It's recommended to sharpen your scissors at least twice a year. However, the frequency of sharpening depends on how often you use your scissors and the quality of the scissors. If you use your scissors frequently or if they are low quality, you may need to sharpen them more often.
Here are some signs that your scissors need sharpening?
- The scossors don't cut the right way. You feel they aren't cutting like they used to
- Your scissors are pushing away the fabric.
- It takes a lot more effort to cut through fabric.
Needle size: Needles sizes describe the thickness of the shaft and are typically sized in European and American sizes. Needle thickness increases as the size increases. The first number is the European size followed by a slash and then the American size.
Example: 75/11 is smaller than 80/12
Thread size (weight): Thread diameter decreases as the size number increases.
Example: 30 weight thread has a larger diameter than 40 weight thread
Needle size to thread size: Being that the two are sized opposite, a lower weight thread will typically require a larger needle, and a higher weight thread will therefore require a smaller needle.
Sharps vs. Ball Point
Needle points: Needles come as sharps, ball-point, or universal (slightly rounded), each with a different intended use. Univeral with the slightly rounded point are a jack of all trades needle but master of none.
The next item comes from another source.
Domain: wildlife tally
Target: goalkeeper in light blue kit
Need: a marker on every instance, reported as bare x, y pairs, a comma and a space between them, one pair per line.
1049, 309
When in doubt you can typically use a universal needle of the correct size for most projects. For cleaner, more refined stitches it is sometimes best to use a sharp or ball-point needle for your specific project. Sharps are best for cleanly piercing densely woven fabrics without resistance, where ball-points are best used on knit fabrics where the needle is sliding between the fabric loops rather than piercing the fabric.
Full cleaning: If you are using your machine daily or weekly, you should consider a full cleaning by a service tech annually. If you only use your machine once or twice a month or less often, a full cleaning should be scheduled bi-annually or sooner.
Oiling your machine: Every machine manufacturer has different guidelines for oiling your machine. However, the basic standard for oiling depends on the amount of use.
daily use = oil weekly
once or twice a week = oil monthly
monthly or a few times every few months = every 3 months
seldom used = every 4 months
In between cleanings, you should do your part to keep the bobbin area and case clean, free of lint and debris. Keep your feed dogs free of lint and build up for the best performance and oil your machine accordingly.
When in doubt, contact your local sewing machine dealer or service technician.